Otobüse binene kadar hiç konuşmadık. Çünkü öyle bir haldeydim ki Benjamin'in enerjisini emmiştim. Alina'dan bu ihaneti beklemiyordum. Ondan gerçekten de hoşlanmıştım. Bir kez daha kimseye kalbimi açmamam gerektiğini anlamıştım.

Otobüs sonunda gelmişti. O kadar bekletmişti ki az kalsın sinirden kilometrelerce yolu yürüyecektim. Otobüse binip her zamanki cam köşesine geçmiştim. Kulaklığımı takıp "Adele - Lovesong" Şarkısını açmıştım. Ne zaman dinlesem hayatım bir şerit gibi önümden geçiyordu. Gözlerimi kapadım ve yerini göz yaşları almıştı. Hayallerimin bir kez daha yıkılmasını istemiyordum. Bir kez daha vazgeçmek istemiyordum. Biliyorum uzun bir yolum var. Hatta bir sürü engeller çıkacak karşıma ama bu engel aşılamayacak kadar zordu...

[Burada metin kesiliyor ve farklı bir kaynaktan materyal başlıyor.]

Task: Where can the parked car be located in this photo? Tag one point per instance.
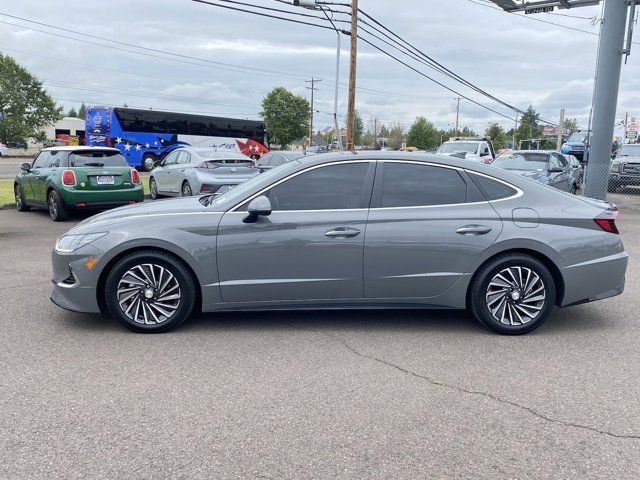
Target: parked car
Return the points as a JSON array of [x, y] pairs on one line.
[[469, 148], [576, 145], [76, 178], [550, 168], [194, 170], [578, 169], [275, 158], [441, 232], [625, 168]]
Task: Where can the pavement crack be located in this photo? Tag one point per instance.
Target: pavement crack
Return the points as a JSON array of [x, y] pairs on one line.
[[483, 394]]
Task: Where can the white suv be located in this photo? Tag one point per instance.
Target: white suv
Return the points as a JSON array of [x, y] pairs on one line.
[[474, 149]]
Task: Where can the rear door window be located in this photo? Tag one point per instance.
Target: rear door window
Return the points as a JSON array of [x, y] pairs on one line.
[[414, 185]]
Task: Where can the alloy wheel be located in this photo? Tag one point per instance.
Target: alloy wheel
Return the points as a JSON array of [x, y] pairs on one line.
[[515, 295], [148, 294]]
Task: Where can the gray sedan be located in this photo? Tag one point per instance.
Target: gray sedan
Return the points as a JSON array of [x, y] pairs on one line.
[[365, 230], [192, 170]]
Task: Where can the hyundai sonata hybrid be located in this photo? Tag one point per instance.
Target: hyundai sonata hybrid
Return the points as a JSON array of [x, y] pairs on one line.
[[365, 230]]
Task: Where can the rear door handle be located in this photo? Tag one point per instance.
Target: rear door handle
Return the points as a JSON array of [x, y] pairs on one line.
[[473, 230], [342, 232]]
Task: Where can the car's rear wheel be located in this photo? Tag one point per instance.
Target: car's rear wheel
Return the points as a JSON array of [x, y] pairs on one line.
[[150, 292], [21, 206], [153, 189], [57, 209], [512, 294], [148, 162]]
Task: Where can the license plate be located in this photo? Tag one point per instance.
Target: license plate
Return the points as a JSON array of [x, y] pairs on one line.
[[105, 179]]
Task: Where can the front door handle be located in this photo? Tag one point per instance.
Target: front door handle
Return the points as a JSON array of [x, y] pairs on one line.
[[473, 230], [342, 232]]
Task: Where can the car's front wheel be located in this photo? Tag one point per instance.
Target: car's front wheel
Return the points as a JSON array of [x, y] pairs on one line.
[[150, 291], [21, 206], [512, 294], [57, 209]]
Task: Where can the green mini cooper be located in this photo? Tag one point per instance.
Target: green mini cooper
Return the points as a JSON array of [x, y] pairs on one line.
[[81, 178]]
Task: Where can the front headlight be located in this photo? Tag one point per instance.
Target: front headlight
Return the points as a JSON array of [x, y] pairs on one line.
[[70, 243]]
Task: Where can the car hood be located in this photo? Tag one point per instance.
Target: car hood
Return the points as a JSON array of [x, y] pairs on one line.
[[166, 206], [532, 174]]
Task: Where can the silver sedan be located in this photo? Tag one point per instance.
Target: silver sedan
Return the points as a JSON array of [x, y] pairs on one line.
[[365, 230], [190, 171]]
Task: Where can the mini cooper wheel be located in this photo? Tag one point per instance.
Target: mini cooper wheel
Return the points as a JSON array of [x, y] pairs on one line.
[[21, 206], [150, 292], [513, 294], [153, 189], [57, 210]]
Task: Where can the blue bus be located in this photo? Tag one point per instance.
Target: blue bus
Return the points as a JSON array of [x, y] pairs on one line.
[[146, 136]]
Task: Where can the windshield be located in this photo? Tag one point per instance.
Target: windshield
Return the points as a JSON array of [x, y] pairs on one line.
[[97, 159], [522, 161], [237, 194], [454, 147], [578, 137], [629, 151]]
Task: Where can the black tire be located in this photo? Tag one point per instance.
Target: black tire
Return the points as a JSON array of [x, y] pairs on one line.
[[153, 189], [480, 295], [57, 209], [148, 162], [21, 206], [143, 259]]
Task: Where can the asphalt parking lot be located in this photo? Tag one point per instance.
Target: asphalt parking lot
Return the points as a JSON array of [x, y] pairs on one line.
[[371, 394]]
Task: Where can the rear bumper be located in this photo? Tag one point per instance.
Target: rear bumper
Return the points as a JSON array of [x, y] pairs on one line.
[[102, 199], [594, 280]]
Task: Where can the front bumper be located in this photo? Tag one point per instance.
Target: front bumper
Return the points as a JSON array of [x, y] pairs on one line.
[[74, 284], [595, 279]]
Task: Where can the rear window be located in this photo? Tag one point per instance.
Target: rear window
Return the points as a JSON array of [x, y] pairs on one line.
[[97, 159], [493, 189]]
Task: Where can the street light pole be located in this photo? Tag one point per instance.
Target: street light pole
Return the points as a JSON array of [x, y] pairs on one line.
[[351, 105]]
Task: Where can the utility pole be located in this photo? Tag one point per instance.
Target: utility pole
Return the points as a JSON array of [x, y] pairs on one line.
[[610, 50], [313, 88], [351, 105], [560, 130], [457, 115]]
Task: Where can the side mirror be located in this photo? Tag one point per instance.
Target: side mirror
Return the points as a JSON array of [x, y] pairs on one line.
[[258, 207]]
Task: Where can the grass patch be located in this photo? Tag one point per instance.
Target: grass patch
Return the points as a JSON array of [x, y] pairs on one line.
[[6, 191]]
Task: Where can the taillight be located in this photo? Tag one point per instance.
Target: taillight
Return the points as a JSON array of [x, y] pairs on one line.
[[607, 220], [68, 178]]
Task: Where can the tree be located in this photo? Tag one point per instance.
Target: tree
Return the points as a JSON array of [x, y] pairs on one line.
[[25, 107], [285, 115], [358, 129], [570, 126], [396, 136], [496, 134], [423, 135], [529, 127]]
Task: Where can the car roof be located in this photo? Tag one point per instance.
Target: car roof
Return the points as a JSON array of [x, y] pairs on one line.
[[72, 148]]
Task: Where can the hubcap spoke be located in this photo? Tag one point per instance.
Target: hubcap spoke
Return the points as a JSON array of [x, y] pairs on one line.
[[515, 295], [149, 294]]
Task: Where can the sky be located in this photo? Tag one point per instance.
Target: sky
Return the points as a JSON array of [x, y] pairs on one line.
[[226, 61]]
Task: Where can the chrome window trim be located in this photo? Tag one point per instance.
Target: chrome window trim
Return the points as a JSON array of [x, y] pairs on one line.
[[519, 191], [295, 174]]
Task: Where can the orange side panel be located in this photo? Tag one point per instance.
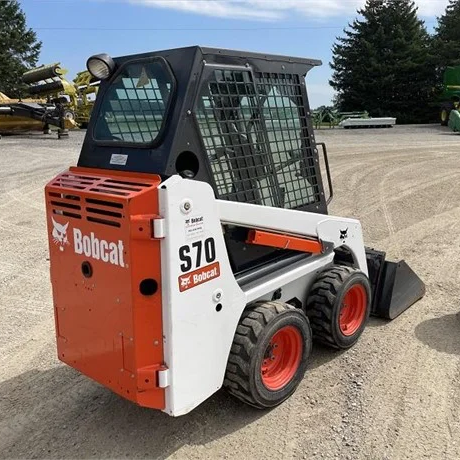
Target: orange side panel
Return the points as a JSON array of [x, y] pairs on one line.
[[277, 240], [106, 279]]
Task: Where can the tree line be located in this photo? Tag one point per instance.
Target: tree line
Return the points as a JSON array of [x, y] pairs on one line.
[[387, 63]]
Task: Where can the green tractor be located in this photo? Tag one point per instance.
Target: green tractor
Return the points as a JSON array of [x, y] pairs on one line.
[[450, 97]]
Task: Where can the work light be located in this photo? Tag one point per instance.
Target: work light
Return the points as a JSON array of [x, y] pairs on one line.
[[100, 66]]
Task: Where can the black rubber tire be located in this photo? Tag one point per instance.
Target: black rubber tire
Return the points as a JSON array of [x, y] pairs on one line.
[[325, 302], [258, 324]]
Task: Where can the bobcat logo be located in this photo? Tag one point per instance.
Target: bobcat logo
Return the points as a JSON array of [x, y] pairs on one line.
[[59, 234], [344, 234], [185, 282]]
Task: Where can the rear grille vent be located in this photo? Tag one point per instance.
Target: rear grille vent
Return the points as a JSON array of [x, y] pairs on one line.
[[99, 184], [65, 205], [105, 209]]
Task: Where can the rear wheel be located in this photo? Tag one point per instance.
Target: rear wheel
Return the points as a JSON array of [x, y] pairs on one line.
[[338, 306], [269, 354]]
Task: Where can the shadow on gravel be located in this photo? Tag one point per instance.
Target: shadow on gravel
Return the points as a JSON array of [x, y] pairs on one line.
[[441, 334], [60, 414]]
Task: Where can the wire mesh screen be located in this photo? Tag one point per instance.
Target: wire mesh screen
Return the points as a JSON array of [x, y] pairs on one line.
[[133, 109], [256, 138]]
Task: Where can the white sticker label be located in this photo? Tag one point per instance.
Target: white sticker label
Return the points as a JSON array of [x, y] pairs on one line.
[[118, 159], [194, 226]]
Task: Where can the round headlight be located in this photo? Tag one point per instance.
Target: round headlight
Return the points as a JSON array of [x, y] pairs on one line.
[[100, 66]]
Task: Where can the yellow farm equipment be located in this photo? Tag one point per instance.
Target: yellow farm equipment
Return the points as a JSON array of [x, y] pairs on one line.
[[54, 101]]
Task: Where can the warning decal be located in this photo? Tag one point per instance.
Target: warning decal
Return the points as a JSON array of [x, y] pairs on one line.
[[200, 276]]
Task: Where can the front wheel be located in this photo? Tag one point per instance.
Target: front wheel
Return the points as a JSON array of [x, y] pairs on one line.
[[269, 354], [338, 306]]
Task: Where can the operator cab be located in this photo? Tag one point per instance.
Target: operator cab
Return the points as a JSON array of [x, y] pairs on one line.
[[239, 121]]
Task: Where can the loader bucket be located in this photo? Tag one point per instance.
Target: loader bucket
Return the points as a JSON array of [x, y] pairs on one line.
[[395, 286]]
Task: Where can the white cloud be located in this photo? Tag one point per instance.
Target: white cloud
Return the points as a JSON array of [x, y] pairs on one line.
[[275, 10]]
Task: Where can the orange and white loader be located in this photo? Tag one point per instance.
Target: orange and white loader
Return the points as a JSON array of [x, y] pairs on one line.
[[191, 246]]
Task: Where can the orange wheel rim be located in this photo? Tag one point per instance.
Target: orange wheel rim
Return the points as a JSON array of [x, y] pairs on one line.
[[353, 310], [282, 358]]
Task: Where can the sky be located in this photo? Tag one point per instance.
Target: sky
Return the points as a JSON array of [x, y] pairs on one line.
[[73, 30]]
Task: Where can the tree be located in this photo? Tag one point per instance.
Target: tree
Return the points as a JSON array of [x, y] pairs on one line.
[[447, 37], [19, 48], [383, 65]]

Benjamin ağladığımı ne kadar fark etse de karışmıyordu. Çünkü her zaman ağlamak rahatlatır derdi. Ve lanet olsun ki haklıydı. İçimde biriktirdiğim sorunlarım sadece dışa akıyordu. Otobüsten indikten sonra Benjamin'e markete gideceğimi söyledim. Anahtarı verip markete doğru yol aldım. Hem ne zaman yürüyüşe çıksam kafam da ne var ne yok hepsi boşalıyordu. Kısa süreliğine bile olsa...

Market evimize yakındı. Markete girdikten sonra kahve reyonların oraya doğru yöneldim. "Arthur?" Tanıdık bir ses ve bütün dertlerimi ortadan kaldıracak bir ses, "Ali ağabey!" Ali ağabeyimi gördükten sonra koşarak sarıldım. Ali ağabey bizim küçüklüğümüzün kahramanıydı. Benjamin ile neredeyse onun elinde büyümüştük. Türk Askeri olduğu için yanımızda kalamadan Türkiye'ye dönmüştü. Ve ailesi sürekli emekli olacak artık buraya dönecek diyordu ama biz fazla inanmıyorduk çünkü o kadar büyük bir vatan aşkı vardı ki. Bırakmasına rağmen tekrardan asker olmuştu. Bu seferde öyle olacağını sanıyorduk ama gerçekten de emekli olmuştu. 1.93 boylarında, siyah saçlı ve aynı göze sahipti. O kadar çok kaslıydı ki her geçen gün daha çok ağırlaşıyor daha çok kaslanıyordu. Her ay bir büyük beden elbise almak zorunda kalıyordu. Çok iyi bir insandı.